Black Knight said as of June 22, 2.06 million (3.9% of) homeowners remain in COVID-19 related forbearance plans including 2.3% of GSE, 6.9% of FHA/VA and 4.6% of Portfolio/PLS loans. Weekly declines among GSE (-10,000) and FHA/VA (-7,000) forbearance plans were offset by an 18,000 rise among portfolio and privately held mortgages.

STRATMOR Report Analyzes Mortgage Retail Branch Structures

In its June Insights Report, mortgage advisory firm STRATMOR Group examines the key characteristics of expense management branches and their prevalence among Independent Mortgage Bankers versus depositories and compares the performance metrics between EMB and corporate branches.

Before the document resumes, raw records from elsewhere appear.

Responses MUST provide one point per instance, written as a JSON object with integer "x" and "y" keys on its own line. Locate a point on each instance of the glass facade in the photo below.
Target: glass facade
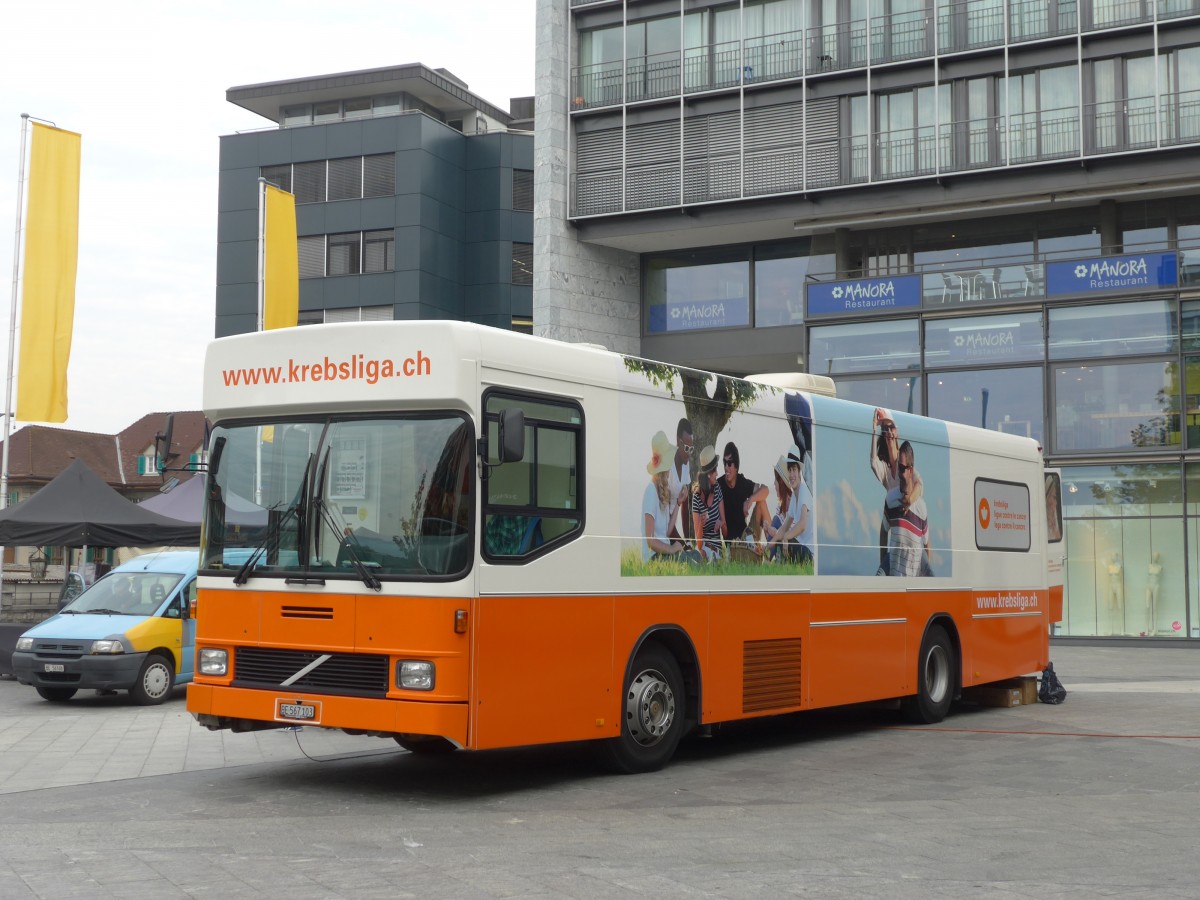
{"x": 1090, "y": 371}
{"x": 1074, "y": 322}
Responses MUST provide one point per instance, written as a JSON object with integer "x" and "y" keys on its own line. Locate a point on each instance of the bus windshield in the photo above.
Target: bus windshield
{"x": 367, "y": 499}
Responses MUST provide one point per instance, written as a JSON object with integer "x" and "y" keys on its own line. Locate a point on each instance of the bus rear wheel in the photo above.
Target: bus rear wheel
{"x": 935, "y": 679}
{"x": 653, "y": 713}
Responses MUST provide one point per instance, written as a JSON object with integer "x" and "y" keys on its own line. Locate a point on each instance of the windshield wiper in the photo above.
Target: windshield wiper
{"x": 349, "y": 541}
{"x": 294, "y": 511}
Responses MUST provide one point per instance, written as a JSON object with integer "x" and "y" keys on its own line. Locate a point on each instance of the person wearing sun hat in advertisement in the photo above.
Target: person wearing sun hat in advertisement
{"x": 659, "y": 503}
{"x": 885, "y": 462}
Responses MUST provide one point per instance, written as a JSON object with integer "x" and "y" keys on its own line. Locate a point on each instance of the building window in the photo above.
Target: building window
{"x": 522, "y": 190}
{"x": 358, "y": 108}
{"x": 346, "y": 179}
{"x": 522, "y": 263}
{"x": 879, "y": 346}
{"x": 279, "y": 175}
{"x": 348, "y": 253}
{"x": 1007, "y": 400}
{"x": 311, "y": 251}
{"x": 359, "y": 313}
{"x": 1116, "y": 407}
{"x": 309, "y": 180}
{"x": 379, "y": 251}
{"x": 345, "y": 253}
{"x": 379, "y": 175}
{"x": 701, "y": 289}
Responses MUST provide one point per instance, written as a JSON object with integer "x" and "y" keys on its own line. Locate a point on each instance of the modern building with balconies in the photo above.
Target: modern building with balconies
{"x": 985, "y": 211}
{"x": 414, "y": 199}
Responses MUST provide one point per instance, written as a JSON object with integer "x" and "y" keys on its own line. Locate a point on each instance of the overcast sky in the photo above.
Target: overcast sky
{"x": 144, "y": 84}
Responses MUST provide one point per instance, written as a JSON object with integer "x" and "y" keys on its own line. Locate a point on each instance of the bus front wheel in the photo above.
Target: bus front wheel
{"x": 935, "y": 679}
{"x": 653, "y": 713}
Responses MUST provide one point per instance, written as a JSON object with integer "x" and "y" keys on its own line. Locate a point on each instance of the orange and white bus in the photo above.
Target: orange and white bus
{"x": 466, "y": 538}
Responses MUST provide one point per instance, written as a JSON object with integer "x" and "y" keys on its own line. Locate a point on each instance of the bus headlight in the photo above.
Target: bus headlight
{"x": 215, "y": 663}
{"x": 414, "y": 675}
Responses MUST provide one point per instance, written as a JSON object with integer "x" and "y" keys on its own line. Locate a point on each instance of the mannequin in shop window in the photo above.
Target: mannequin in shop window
{"x": 1153, "y": 576}
{"x": 1116, "y": 583}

In his article, Retail Mortgage Branches: Which is Better, Expense Management or Corporate?, Senior Partner Jim Cameron draws on data from STRATMOR files and from the PGR: MBA and STRATMOR Peer Group Roundtable Program to analyze the facts. Since 1998, the Mortgage Bankers Association and STRATMOR Group have jointly conducted the PGR: MBA and STRATMOR Peer Group Roundtable Program. This program currently includes over 100 lenders that are divided into seven peer groups and five separate and distinct datasets based on size and operating model.

“While EMB revenues are more than 50 basis points higher than corporate branch revenues —partially due to a higher mix of government lending and more disciplined branch managers — the average Net Production Income is only 7 bps higher than corporate branch models and Gross margin is nearly identical,” says Cameron. EMBs accounted for less than one quarter of home loans originated by all IMBs during 2016 but expanded to more than one third last year, one of every three loans.

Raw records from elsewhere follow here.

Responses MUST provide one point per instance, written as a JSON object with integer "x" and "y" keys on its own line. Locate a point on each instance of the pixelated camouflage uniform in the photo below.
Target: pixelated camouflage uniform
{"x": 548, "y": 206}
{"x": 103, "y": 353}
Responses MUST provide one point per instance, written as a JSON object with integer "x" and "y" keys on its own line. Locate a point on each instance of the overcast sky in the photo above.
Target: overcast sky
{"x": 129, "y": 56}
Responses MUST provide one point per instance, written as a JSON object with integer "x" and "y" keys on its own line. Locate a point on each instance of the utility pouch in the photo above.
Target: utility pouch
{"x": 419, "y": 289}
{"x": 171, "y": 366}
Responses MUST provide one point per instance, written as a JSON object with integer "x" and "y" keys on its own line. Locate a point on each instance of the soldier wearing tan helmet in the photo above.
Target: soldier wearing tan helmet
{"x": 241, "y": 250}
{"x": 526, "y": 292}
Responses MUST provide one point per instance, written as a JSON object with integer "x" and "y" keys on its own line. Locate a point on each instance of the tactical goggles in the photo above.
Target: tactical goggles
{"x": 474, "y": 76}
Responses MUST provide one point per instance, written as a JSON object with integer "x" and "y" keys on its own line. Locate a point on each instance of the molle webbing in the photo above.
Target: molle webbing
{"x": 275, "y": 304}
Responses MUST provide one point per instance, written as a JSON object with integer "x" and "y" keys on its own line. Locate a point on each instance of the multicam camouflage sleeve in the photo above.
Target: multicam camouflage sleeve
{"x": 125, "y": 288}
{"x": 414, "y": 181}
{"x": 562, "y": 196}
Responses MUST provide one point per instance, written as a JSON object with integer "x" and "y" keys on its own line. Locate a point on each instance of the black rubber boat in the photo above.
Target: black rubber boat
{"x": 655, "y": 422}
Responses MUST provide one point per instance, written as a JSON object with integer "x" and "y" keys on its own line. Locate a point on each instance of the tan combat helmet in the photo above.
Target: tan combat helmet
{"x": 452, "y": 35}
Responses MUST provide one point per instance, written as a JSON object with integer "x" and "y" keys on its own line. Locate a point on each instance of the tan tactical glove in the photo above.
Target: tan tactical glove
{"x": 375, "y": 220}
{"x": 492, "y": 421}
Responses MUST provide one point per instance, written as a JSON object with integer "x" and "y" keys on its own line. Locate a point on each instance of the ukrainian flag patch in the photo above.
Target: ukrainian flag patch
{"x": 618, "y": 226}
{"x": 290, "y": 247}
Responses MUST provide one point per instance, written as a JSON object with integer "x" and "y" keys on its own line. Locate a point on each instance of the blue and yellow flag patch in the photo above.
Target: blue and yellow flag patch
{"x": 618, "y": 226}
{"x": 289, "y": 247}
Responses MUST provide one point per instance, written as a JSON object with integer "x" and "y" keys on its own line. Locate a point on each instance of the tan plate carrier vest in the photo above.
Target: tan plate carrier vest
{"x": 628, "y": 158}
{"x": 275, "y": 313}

“By and large, the choice of model is primarily driven by company culture, management preferences and core competencies,” says Cameron “The EMB model is not ‘better’ than the corporate branch model — it is all in the execution of the lender’s chosen model.”

Fitch Ratings: Pandemic Exacerbating U.S. Affordable Housing Stresses

Fitch Ratings, New York, said the coronavirus pandemic is creating new cracks in the already fragile foundation of affordable housing.

“COVID-19 caused an economic contraction felt among millions of American of many economic strata, and those at the most vulnerable level of the economic scale saw their tenuous grip loosen on housing security,” said Senior Director Mikiyon Alexander.

The report said the pandemic has intensified rising input costs, generational shifts in demand, changes in regulations and slower wage growth already in place that have all led to supply deficits and rising home prices that affect U.S. housing affordability. Affordable housing stock has decreased, causing demand to outstrip supply, and leaving a gap that particularly pressures the affordable housing segment.